In mid-February, forty people were waiting their turn to check out a 60-year-old novel from the Ann Arbor District Library. Of course it’s not just any novel–it’s the high school classic Catcher in the Rye.
The recent death of reclusive author J.D. Salinger has caused a resurgence of interest in the man and his best-known book. “It’s been flying off the shelf,” says a Borders clerk, estimating that that since the author’s death on January 28, the Liberty Street store has been selling between 30 and 40 copies a week, compared to 1 to 5 copies previously. Adds the clerk, ” I read it when I was a senior. Loved it!”
An author’s popularity often surges after death. Following the suicide of novelist David Foster Wallace, “People were asking about [his book Infinite Jest] for weeks, ” says a staffer at Dawn Treader. But Salinger’s death hit especially hard because so many young readers empathized with its angst-ridden teen hero, Holden Caulfield. who wonders around late 1940s Manhattan fulminating at “phonies.”

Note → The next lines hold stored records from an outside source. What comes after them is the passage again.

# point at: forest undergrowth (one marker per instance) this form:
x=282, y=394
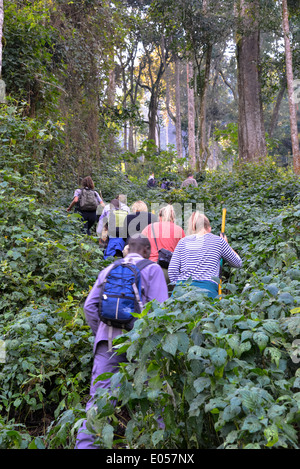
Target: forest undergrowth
x=221, y=374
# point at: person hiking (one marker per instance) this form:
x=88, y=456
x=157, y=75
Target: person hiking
x=115, y=223
x=164, y=236
x=151, y=183
x=198, y=256
x=86, y=201
x=105, y=357
x=136, y=221
x=189, y=181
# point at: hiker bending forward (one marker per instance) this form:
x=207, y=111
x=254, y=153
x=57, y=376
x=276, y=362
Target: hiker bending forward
x=198, y=256
x=106, y=359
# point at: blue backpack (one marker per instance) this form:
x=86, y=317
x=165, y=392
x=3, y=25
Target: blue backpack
x=121, y=292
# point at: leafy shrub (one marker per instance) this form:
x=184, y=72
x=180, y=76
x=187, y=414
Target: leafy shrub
x=218, y=374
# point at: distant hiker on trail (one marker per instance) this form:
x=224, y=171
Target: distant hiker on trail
x=198, y=256
x=153, y=286
x=138, y=218
x=165, y=184
x=102, y=225
x=189, y=181
x=136, y=221
x=151, y=183
x=164, y=236
x=86, y=201
x=113, y=218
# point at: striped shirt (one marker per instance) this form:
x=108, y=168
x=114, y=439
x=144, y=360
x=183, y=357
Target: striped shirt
x=198, y=257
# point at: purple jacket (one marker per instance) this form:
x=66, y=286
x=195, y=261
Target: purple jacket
x=155, y=287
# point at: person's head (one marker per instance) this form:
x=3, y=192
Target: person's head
x=198, y=223
x=88, y=182
x=167, y=213
x=139, y=206
x=114, y=204
x=122, y=198
x=139, y=244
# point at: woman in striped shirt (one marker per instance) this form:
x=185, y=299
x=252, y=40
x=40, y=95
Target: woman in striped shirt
x=198, y=256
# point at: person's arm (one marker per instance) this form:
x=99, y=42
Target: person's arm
x=91, y=305
x=228, y=254
x=99, y=199
x=174, y=266
x=157, y=288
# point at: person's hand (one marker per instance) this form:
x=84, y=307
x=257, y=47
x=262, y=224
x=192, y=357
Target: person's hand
x=224, y=237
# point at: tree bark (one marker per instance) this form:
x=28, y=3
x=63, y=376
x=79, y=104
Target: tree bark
x=275, y=113
x=202, y=116
x=251, y=133
x=191, y=117
x=178, y=108
x=1, y=33
x=290, y=79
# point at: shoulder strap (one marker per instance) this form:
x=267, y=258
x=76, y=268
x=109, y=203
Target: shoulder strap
x=152, y=226
x=142, y=264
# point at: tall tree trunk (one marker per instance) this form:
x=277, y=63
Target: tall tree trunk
x=1, y=33
x=275, y=113
x=201, y=163
x=289, y=75
x=251, y=134
x=191, y=116
x=2, y=83
x=178, y=108
x=152, y=115
x=131, y=140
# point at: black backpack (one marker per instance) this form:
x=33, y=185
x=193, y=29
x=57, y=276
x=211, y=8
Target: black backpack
x=120, y=293
x=87, y=201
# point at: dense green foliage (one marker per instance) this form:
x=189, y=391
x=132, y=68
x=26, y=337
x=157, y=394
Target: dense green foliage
x=221, y=374
x=218, y=374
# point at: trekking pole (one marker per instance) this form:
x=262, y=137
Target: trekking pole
x=221, y=263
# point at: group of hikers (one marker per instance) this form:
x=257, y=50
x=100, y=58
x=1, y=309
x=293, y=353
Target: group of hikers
x=153, y=258
x=167, y=185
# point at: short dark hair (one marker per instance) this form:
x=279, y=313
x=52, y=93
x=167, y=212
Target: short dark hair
x=137, y=242
x=88, y=182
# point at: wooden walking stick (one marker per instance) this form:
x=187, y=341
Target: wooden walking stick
x=221, y=263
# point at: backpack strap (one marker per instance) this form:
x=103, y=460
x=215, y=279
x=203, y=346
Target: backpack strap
x=152, y=226
x=141, y=265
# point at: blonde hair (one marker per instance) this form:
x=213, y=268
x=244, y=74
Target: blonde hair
x=198, y=222
x=139, y=206
x=167, y=213
x=88, y=182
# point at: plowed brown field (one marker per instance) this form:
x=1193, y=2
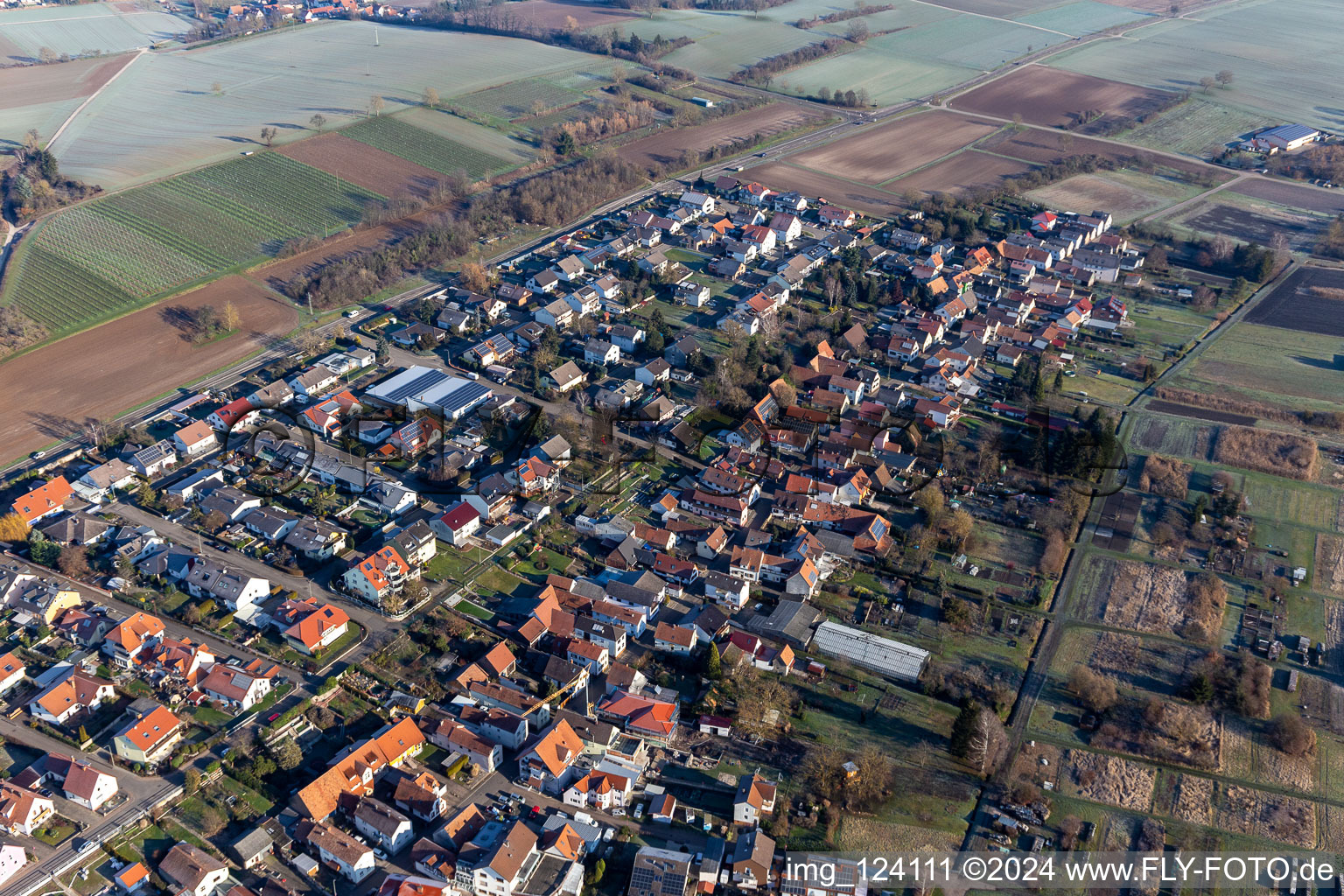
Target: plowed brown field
x=120, y=364
x=363, y=165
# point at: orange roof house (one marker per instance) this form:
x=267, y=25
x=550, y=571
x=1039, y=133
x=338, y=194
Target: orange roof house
x=43, y=500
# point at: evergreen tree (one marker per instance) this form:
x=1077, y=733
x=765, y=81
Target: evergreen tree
x=962, y=730
x=1201, y=690
x=712, y=662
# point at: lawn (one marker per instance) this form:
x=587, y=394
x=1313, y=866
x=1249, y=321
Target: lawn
x=500, y=584
x=55, y=830
x=451, y=564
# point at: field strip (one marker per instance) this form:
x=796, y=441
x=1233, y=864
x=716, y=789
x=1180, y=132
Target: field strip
x=940, y=160
x=94, y=94
x=982, y=15
x=848, y=180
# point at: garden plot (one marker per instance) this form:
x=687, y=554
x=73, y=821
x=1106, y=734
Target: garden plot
x=1194, y=798
x=1146, y=597
x=1245, y=810
x=1109, y=780
x=1329, y=564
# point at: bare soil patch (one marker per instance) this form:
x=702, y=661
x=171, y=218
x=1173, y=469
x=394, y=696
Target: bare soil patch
x=1110, y=780
x=553, y=14
x=1301, y=228
x=1146, y=597
x=365, y=165
x=1163, y=731
x=667, y=147
x=1268, y=451
x=965, y=171
x=1254, y=812
x=34, y=85
x=116, y=366
x=1296, y=304
x=1166, y=476
x=1050, y=97
x=1329, y=564
x=1194, y=800
x=1200, y=413
x=892, y=150
x=836, y=191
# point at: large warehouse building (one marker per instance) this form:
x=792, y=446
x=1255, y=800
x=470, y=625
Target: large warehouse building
x=424, y=387
x=880, y=654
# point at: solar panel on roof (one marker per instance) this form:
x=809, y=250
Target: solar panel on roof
x=421, y=383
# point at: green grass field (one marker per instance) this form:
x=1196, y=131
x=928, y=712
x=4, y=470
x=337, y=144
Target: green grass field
x=518, y=98
x=425, y=148
x=1277, y=69
x=1198, y=128
x=100, y=260
x=1270, y=364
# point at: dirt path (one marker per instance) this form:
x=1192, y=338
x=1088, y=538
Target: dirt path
x=94, y=95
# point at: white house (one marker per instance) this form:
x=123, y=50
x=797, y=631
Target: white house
x=458, y=524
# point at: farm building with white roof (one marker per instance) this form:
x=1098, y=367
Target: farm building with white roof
x=880, y=654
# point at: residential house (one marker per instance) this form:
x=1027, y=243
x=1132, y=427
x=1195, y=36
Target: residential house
x=150, y=738
x=754, y=800
x=386, y=826
x=130, y=635
x=22, y=810
x=195, y=438
x=43, y=501
x=549, y=762
x=192, y=871
x=238, y=688
x=338, y=850
x=69, y=695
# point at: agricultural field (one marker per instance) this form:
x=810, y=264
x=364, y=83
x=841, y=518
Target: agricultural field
x=767, y=121
x=1311, y=300
x=1329, y=564
x=1125, y=193
x=424, y=148
x=1082, y=18
x=1048, y=97
x=964, y=171
x=163, y=115
x=109, y=27
x=363, y=165
x=466, y=132
x=1291, y=195
x=835, y=190
x=554, y=14
x=1278, y=70
x=1285, y=367
x=40, y=393
x=518, y=98
x=889, y=150
x=1198, y=128
x=1250, y=220
x=98, y=260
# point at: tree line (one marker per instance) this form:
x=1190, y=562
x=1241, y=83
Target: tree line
x=549, y=198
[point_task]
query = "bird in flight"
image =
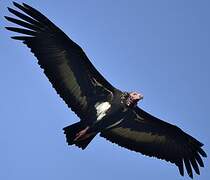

“Compared to a lot of classics we teach, that’s one book [teenagers] connect to,” says Huron High English teacher Bob Fox. Judith DeWoskin of Community High says her students still find Holden as endearing as ever: “In a class of thirty students, I’ll get twenty-six who respond to his voice and four who say he’s a whiner and should shut up.” Increasingly sophisticated about mental health, today’s young readers debte whether Holden was bi-polar (DeWoskin has brought in shrinks to contribute to that discussion).
In this post-Salinger era, anyone treasuring a first edition of Catcher could unload it for up to $15,000, says Jay Platt of West Side Book Shop. Wistfully, he recalls that he sold one about twenty years ago–when the price was just $75.